Ein Bußgeldverfahren wegen Überschreitens der zulässigen Geschwindigkeit baut jedoch wegen seines Charakters als Massenverfahren und wegen der in § 26 Abs. 3 StVG besonders festgeschriebenen Beschleunigung darauf, dass die Verwaltungsbehörden und die Gerichte bei den die Betroffenen belastenden Entscheidungen über Geldbußen und Fahrverbote in der gebotenen Zeit sich auf ein standardisiertes Verfahren verlassen können.
Es widerspricht dem Sinn und Zweck des beschleunigten Charakters des Bußgeldverfahrens in Verkehrssachen, auch individuelle Messverfahren bei der Geschwindigkeitsmessung zuzulassen, die nicht der Gebrauchsanweisung des Herstellers des Messgerätes entsprechen und die dann jeweils von neuem zu aufwendigen Feststellungen der Sachverständigen zur Richtigkeit und Genauigkeit der Messung zwingen. Dies umso weniger, als es die entsprechend geschulten Messbeamten in der Hand haben, die Gebrauchsanweisung zu befolgen und so für die Durchführung eines standardisierten Messverfahrens zu sorgen.

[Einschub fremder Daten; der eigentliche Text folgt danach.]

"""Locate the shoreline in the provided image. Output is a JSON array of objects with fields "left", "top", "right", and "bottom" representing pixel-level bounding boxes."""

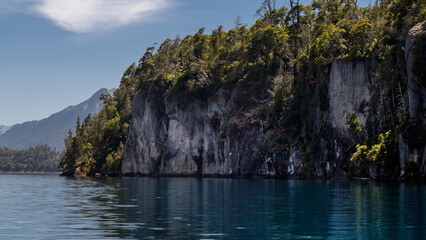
[
  {"left": 62, "top": 172, "right": 426, "bottom": 184},
  {"left": 3, "top": 170, "right": 423, "bottom": 184},
  {"left": 0, "top": 171, "right": 61, "bottom": 175}
]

Im übrigen ist bei einem Verfahren, das belastende Folgen für die Betroffenen hat, wie z.B. eine Geldbuße oder gar ein Fahrverbot, und das auf einen festgelegten technischen Vorgang zurückgeht, an die Verwaltungsbehörde die Forderung zu stellen, ihrerseits die Vorgaben des Herstellers für die Messung einzuhalten. Eine Sanktionsmaßnahme des Staates als Eingriff in die Rechte des einzelnen wegen seines vermeintlichen Fehlverhaltens verlangt vom Staat eine strikte Einhaltung der Vorgaben hinsichtlich der Handlung und der Form, denn nur dann ist dieser Eingriff auch legitim.
Das Gericht kann aus den vorbenannten Gründen nur feststellen, dass das Messverfahren vom 29.10.2007 kein standardisiertes Messverfahren war, das die Vermutung der Richtigkeit und der Genauigkeit für sich in Anspruch nehmen kann.
Da aber nur in einem standardisierten Messverfahren eine ordnungsgemäße Messung der Geschwindigkeit des Betroffenen möglich war, und ein solches hier nicht vorlag, ist die am 29.10.2007 festgehaltene Geschwindigkeit nicht wirksam festgestellt und nicht verwertbar.
Damit ist auch der Tatnachweis nicht möglich.
Der Betroffene war freizusprechen.
III.
Die Kostenentscheidung beruht auf § 46 OWiG in Verbindung mit § 467 Abs. 1 StPO.